Blueprint: KKR and ODCE’s redemption queues, real estate’s prominence at Davos, MN’s seed M&G investment

KKR and the ODCE index both face redemptions queues as investors rebalance portfolios; real estate prominent at the World Economic Forum in Davos; MN escalates fund commitment sizes as it seeds M&G's new core fund; and more in today's briefing, exclusively for our valued subscribers.

They said it

“Office should not be a core asset class because it is more volatile than other asset classes”

Adam Gallistel, Singaporean sovereign wealth fund GIC‘s head of Americas, on office’s place in the hierarchy, speaking on placement agent’s Park Madison Partners‘ podcast Real Estate Capital.

What’s new?

Redemption time: Billy Butcher, chief executive of KKR’s Real Estate Select Trust, becomes the latest leader to limit redemptions, although the New York manager’s non-listed REIT is structured differently than some of its competitors. (Source: Getty / KKR)

KREST the Redeemer
Another week, another non-listed REIT has put the gates up. The latest to limit redemptions is New York-based KKR from its KKR Real Estate Select Trust vehicle. The firm received repurchase requests of $128 million in the trailing quarter and, like its peers Blackstone and Starwood, KKR’s vehicle limits redemption requests to 5 percent for a trailing quarter to protect itself and investors alike from the forced selling of assets. KKR’s fund however is structured slightly differently than its peers in that it only limits redemptions for the quarter. It does not have the 2 percent redemption limit for any given month, like Blackstone’s BREIT and Starwood’s SREIT.
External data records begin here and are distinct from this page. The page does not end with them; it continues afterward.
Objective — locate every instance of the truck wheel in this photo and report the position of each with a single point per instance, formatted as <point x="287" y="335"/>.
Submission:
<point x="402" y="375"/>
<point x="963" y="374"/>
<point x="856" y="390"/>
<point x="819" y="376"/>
While KREST’s woes were described as a “broadening contagion” within the non-listed REIT universe in the Financial Times last week, there are also differences in scale and severity. KREST’s net asset value is smaller at $1.6 billion, given it is a newer fund launched in 2020. The unique structure also means that, alongside unlisted real estate, KREST can hold real estate securities, meaning its holdings are more liquid.

In a letter to shareholders issued Wednesday, KREST chief executive Billy Butcher said the firm had liquid holdings of 36 percent of the fund as of the end of last year, meaning it might be able to fulfill its redemptions faster. Finally, it is worth noting that KKR continues to take in money for KREST, with net inflows remaining positive despite the redemptions, Butcher added. Keep checking PERE’s website for further coverage on this ongoing story.

2023: A price ODCE
Non-traded REITs are not the only real estate vehicles facing mounting redemption requests. Institutional investors are likewise seeking to cash out of open-end core funds before private real estate market values decline further [see our previous coverage here].
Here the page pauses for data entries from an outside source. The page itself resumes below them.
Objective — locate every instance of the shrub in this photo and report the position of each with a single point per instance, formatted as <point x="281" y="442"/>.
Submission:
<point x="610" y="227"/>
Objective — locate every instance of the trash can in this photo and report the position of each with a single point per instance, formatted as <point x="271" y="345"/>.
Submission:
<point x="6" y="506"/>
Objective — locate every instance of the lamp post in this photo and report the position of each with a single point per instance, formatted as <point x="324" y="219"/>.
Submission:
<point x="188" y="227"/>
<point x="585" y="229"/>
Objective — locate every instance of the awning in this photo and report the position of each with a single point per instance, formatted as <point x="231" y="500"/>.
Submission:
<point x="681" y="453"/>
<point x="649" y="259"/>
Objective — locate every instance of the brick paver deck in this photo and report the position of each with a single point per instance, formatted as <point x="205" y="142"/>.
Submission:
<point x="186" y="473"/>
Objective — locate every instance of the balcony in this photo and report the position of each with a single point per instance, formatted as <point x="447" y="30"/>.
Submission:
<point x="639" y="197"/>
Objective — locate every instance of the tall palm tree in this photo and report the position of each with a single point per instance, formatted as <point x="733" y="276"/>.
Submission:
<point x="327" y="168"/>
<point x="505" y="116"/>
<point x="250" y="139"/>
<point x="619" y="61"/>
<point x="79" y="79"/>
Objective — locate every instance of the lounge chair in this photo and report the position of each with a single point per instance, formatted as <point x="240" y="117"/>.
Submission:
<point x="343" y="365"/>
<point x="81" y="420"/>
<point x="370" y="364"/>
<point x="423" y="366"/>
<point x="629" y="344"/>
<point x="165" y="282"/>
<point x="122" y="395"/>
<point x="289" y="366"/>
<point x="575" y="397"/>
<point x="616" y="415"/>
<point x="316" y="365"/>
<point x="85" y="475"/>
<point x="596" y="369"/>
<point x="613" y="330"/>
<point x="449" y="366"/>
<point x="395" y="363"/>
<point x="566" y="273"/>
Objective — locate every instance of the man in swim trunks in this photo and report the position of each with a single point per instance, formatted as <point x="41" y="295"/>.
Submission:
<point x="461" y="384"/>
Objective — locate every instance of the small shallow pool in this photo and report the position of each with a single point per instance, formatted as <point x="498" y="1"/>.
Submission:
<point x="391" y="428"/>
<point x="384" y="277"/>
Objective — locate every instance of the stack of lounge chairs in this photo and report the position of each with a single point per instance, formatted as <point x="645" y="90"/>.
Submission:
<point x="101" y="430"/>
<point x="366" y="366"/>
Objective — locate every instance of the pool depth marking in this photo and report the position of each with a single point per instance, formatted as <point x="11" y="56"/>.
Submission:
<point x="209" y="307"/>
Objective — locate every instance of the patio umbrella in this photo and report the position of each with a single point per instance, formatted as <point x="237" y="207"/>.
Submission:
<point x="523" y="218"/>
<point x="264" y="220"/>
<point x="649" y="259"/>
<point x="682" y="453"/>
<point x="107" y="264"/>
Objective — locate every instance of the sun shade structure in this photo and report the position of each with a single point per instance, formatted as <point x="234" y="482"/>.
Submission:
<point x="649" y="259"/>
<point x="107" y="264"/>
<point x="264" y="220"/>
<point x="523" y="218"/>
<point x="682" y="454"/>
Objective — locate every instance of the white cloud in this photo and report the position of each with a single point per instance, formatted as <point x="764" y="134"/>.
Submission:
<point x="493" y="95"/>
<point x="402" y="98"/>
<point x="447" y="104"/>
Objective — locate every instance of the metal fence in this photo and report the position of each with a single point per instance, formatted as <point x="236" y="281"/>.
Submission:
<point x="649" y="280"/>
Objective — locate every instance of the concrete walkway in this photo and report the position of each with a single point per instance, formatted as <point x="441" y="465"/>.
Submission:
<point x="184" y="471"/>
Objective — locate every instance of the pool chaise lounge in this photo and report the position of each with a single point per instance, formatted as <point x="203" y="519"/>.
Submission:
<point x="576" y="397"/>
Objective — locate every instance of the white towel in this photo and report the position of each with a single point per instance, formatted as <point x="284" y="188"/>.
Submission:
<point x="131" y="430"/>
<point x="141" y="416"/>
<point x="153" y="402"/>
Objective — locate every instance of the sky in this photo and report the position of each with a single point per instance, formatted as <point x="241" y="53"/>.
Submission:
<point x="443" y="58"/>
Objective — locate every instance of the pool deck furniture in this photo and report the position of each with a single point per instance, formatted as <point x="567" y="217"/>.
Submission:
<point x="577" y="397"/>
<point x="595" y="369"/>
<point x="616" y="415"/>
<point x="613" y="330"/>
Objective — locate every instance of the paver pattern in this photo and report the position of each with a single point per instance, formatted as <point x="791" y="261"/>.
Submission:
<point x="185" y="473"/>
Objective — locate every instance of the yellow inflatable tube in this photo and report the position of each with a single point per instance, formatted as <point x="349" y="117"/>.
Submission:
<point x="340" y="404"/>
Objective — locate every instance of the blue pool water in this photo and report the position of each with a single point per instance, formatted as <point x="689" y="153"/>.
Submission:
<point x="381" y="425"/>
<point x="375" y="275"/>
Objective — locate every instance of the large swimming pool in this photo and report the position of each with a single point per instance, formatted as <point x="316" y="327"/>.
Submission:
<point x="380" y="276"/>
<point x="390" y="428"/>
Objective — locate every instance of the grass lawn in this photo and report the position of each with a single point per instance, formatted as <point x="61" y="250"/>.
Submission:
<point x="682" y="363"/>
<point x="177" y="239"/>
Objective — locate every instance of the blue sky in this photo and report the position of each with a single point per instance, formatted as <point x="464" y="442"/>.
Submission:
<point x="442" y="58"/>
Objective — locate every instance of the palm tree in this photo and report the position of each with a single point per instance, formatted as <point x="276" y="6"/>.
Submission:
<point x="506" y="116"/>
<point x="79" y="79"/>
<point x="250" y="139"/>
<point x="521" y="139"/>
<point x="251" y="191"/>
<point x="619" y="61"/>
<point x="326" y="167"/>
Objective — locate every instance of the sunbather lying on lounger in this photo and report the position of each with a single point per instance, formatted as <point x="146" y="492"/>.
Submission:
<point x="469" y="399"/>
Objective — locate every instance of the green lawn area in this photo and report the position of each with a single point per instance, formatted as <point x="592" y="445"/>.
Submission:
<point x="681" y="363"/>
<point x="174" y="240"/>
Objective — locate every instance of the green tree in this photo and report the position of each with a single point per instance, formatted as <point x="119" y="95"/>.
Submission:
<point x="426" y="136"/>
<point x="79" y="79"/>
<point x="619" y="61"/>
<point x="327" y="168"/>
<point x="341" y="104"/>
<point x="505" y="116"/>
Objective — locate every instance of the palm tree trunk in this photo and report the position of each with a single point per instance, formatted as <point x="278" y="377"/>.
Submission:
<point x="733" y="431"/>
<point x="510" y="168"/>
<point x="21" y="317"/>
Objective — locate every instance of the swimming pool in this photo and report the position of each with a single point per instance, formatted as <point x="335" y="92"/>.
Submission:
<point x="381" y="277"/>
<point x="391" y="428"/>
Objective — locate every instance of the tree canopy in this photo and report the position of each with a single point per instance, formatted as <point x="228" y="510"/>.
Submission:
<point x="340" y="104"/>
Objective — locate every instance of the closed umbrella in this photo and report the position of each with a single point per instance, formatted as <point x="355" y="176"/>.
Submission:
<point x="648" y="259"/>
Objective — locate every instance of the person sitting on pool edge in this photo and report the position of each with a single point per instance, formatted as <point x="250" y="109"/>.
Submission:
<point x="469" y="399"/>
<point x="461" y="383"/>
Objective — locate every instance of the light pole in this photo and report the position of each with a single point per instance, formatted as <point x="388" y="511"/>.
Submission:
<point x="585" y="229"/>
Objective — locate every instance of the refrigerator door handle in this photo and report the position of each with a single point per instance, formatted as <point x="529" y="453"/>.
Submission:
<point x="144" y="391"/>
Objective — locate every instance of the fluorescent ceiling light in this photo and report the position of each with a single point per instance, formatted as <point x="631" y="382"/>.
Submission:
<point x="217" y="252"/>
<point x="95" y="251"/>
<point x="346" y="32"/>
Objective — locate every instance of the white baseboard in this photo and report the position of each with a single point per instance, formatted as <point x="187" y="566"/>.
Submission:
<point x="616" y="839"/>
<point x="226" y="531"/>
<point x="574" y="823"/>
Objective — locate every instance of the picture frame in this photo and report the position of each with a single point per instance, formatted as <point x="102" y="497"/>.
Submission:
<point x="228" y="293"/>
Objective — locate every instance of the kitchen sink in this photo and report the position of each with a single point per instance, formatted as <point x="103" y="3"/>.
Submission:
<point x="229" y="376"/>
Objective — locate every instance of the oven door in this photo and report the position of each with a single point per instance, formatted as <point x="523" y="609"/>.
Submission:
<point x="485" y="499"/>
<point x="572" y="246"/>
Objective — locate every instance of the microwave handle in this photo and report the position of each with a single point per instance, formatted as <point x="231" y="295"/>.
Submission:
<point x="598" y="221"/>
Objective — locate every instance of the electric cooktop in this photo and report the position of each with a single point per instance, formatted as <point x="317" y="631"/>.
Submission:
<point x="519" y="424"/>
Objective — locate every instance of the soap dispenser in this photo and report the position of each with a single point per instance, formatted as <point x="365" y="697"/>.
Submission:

Last week, Bloomberg reported the exit queue for these funds had reached $20 billion as of year-end, the largest since the great recession, citing data from IDR Investment Management, which tracks funds in NCREIF’s Open-End Diversified Core Equity index. In a call with PERE, however, Garrett Zdolshek, IDR’s chief investment officer, pointed out that the current withdrawal requests account for 7 percent of the ODCE index’s total net asset value, compared to 15 percent during the global financial crisis.

The large dollar amount of the exit queue was more a reflection of how much the ODCE universe has grown since the crisis. Meanwhile, IDR chief executive Zdolshek said there was a lack of clarity in terms of whether redemption queues would continue to grow. “It depends on when there’s price discovery,” he said.

Dispatch from Davos
GIC’s Adam Gallistel hasn’t been the only investor to provide his take on office assets. Last week, Ivanhoé Cambridge chief executive Nathalie Palladitcheff also shared her thoughts on the challenged sector during a real estate panel at the World Economic Forum in Davos, Switzerland. “Office is probably both a blessing and a curse,” she said.

The property type’s challenges have already been widely discussed, but Palladitcheff considers the issues to also be a blessing because of how they are forcing the industry to tackle the question: “How do we be a solution instead [of] a problem to the world, because we’re a very big carbon issuer?”

One opportunity stems from converting obsolete office assets to housing. “The only common thing we see really everywhere is housing, the supply and demand discrepancy that we see in every country, every city around the world,” she said. “The problem is that there is not one recipe that we can replicate everyone to solve the problem. It is really varied depending on the local authorities.”

Trending topics

For what it’s worth…
We knew it was coming, but the wave of write-downs in private real estate markets has finally begun. Brian Velky, managing director and head of real estate valuation services at US solutions provider SitusAMC, told PERE he has seen cap rates expand by at least 25 basis points over Q4, driving values down by 4 to 6 percent on average for core real estate funds.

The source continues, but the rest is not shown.